Familiar faces will still be seen in the management of the Midhurst and Petworth countryside when a new regime takes over at the top.
Bruce Middleton, northern area manager for the South Downs Joint Committee, and his small team, have successfully retained their posts in the changeover to the South Downs National Park Authority, which comes into effect on April 1.
The only difference in their roles is that they will have a bigger area to cover.
Bruce’s experience and depth of knowledge have been widely valued, not only by professionals in the field but by groups and individuals who have sought his help during his long period with, first, the Sussex Downs Conservation Board, and latterly the Joint Committee.

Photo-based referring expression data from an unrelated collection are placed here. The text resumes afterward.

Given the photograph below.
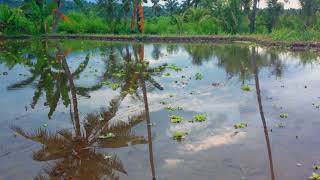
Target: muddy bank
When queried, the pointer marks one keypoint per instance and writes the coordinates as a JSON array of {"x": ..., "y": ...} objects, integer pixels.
[{"x": 301, "y": 45}]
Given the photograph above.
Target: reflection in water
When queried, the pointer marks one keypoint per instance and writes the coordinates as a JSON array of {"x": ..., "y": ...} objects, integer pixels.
[
  {"x": 81, "y": 152},
  {"x": 265, "y": 128},
  {"x": 75, "y": 152}
]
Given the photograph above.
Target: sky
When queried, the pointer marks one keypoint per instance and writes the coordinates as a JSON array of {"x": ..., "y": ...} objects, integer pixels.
[{"x": 262, "y": 3}]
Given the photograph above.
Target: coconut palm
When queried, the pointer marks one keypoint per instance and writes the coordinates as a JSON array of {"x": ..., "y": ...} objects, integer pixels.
[{"x": 73, "y": 152}]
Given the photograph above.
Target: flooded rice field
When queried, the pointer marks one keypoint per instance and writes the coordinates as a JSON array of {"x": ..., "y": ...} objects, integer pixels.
[{"x": 87, "y": 110}]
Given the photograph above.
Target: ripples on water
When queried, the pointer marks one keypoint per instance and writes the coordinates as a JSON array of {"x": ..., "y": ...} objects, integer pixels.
[{"x": 97, "y": 110}]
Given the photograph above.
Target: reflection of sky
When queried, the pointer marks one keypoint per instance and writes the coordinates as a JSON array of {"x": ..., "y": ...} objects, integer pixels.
[{"x": 224, "y": 106}]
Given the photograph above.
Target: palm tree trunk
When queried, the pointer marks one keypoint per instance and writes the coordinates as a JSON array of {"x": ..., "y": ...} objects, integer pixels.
[
  {"x": 146, "y": 105},
  {"x": 140, "y": 18},
  {"x": 265, "y": 128},
  {"x": 253, "y": 16}
]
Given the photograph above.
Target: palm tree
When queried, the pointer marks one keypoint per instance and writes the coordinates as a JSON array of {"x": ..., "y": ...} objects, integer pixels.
[
  {"x": 264, "y": 123},
  {"x": 74, "y": 151}
]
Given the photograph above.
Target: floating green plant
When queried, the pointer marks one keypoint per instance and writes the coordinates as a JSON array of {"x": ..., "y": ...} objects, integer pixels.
[
  {"x": 107, "y": 157},
  {"x": 316, "y": 167},
  {"x": 284, "y": 115},
  {"x": 175, "y": 119},
  {"x": 107, "y": 136},
  {"x": 198, "y": 76},
  {"x": 163, "y": 102},
  {"x": 179, "y": 135},
  {"x": 115, "y": 86},
  {"x": 240, "y": 125},
  {"x": 315, "y": 176},
  {"x": 172, "y": 108},
  {"x": 245, "y": 87},
  {"x": 200, "y": 117},
  {"x": 279, "y": 125}
]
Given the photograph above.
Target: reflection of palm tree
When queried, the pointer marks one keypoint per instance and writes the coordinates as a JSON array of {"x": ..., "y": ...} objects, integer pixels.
[
  {"x": 256, "y": 77},
  {"x": 75, "y": 153},
  {"x": 50, "y": 77},
  {"x": 146, "y": 105}
]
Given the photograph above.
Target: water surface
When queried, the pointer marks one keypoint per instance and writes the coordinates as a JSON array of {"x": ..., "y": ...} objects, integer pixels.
[{"x": 99, "y": 110}]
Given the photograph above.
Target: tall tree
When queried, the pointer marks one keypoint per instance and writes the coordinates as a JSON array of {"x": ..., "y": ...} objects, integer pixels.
[
  {"x": 309, "y": 9},
  {"x": 172, "y": 6},
  {"x": 253, "y": 16},
  {"x": 273, "y": 12}
]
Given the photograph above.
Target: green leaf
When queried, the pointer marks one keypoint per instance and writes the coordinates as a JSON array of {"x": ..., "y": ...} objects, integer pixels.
[
  {"x": 315, "y": 176},
  {"x": 198, "y": 76},
  {"x": 175, "y": 119},
  {"x": 179, "y": 135},
  {"x": 240, "y": 125},
  {"x": 200, "y": 117},
  {"x": 279, "y": 125},
  {"x": 284, "y": 115}
]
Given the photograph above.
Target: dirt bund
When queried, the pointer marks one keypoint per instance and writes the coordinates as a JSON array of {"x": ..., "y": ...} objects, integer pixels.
[{"x": 302, "y": 45}]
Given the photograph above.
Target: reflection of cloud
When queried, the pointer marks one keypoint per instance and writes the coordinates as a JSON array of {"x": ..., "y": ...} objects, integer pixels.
[
  {"x": 173, "y": 162},
  {"x": 213, "y": 141}
]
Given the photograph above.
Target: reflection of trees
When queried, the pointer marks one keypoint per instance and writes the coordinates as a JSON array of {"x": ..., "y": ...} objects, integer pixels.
[
  {"x": 265, "y": 128},
  {"x": 73, "y": 153},
  {"x": 236, "y": 61},
  {"x": 199, "y": 53}
]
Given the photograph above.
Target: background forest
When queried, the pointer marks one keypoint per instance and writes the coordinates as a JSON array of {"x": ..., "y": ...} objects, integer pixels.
[{"x": 170, "y": 17}]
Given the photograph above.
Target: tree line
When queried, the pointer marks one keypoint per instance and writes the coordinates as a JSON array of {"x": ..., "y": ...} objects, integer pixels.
[{"x": 190, "y": 17}]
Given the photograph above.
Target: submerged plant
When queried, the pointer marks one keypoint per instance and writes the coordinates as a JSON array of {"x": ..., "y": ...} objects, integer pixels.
[
  {"x": 316, "y": 167},
  {"x": 245, "y": 87},
  {"x": 107, "y": 136},
  {"x": 174, "y": 67},
  {"x": 279, "y": 125},
  {"x": 315, "y": 176},
  {"x": 284, "y": 115},
  {"x": 198, "y": 76},
  {"x": 240, "y": 125},
  {"x": 175, "y": 119},
  {"x": 179, "y": 135},
  {"x": 200, "y": 117}
]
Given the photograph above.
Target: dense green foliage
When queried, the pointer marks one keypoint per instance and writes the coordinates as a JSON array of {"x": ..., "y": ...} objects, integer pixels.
[{"x": 193, "y": 17}]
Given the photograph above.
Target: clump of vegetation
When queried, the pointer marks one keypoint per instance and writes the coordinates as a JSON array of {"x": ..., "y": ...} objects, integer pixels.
[
  {"x": 240, "y": 125},
  {"x": 279, "y": 125},
  {"x": 174, "y": 67},
  {"x": 198, "y": 76},
  {"x": 315, "y": 176},
  {"x": 284, "y": 115},
  {"x": 179, "y": 135},
  {"x": 107, "y": 136},
  {"x": 200, "y": 117},
  {"x": 175, "y": 119},
  {"x": 245, "y": 87},
  {"x": 172, "y": 108},
  {"x": 115, "y": 86}
]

He told the Observer: “My job with the park authority will be area manager for Chichester district.
“I cover three-quarters of it now but I am going to gain quite a few more downland parishes – places like Compton, Marden, West and East Dean, Singleton, Lavant and Boxgrove.
“Nearly all of Ebernoe will be included and nearly all of Northchapel, a tiny bit of Plaistow and most of Petworth, which we had only a third of in the past.
“I am going to be losing a tiny sliver of Pulborough because that is not in Chichester district.”
His district will cover 36 complete parishes and 13 part-parishes, compared with the total of 36 in his brief with the South Downs Joint Committee.
Remaining with Bruce is his team consisting of heath officer Dan Cornell and rangers Graham West and Angela Shepherd.
Angela will continue as co-ordinator of Pathwatch, which works with parishes, landowners and the police to counter illegal vehicle use of paths.
Bruce said key to the team’s work within the national park authority would be liaising with the park’s communities.
“We are also going to be talking with farmers and landowners, working to achieve a balance between food production and wildlife interests,” he explained.
Many of their previous commitments will continue – such as helping to organise the bi-annual Weed and Wildflower Festival at Bignor, and assisting the group at Fernhurst with its preservation of the old ironworks.
“We are still planning to do a reptile safari and that sort of thing,” Bruce added.
“And we hope to be able to give talks to groups, as and when we get invited.”
The only significant responsibilities the team will not be taking with them are the maintenance of the wildlife-rich Burton Pond near Duncton and of public rights of way.
Controversially, particularly in respect of the latter, West Sussex County Council is taking them back.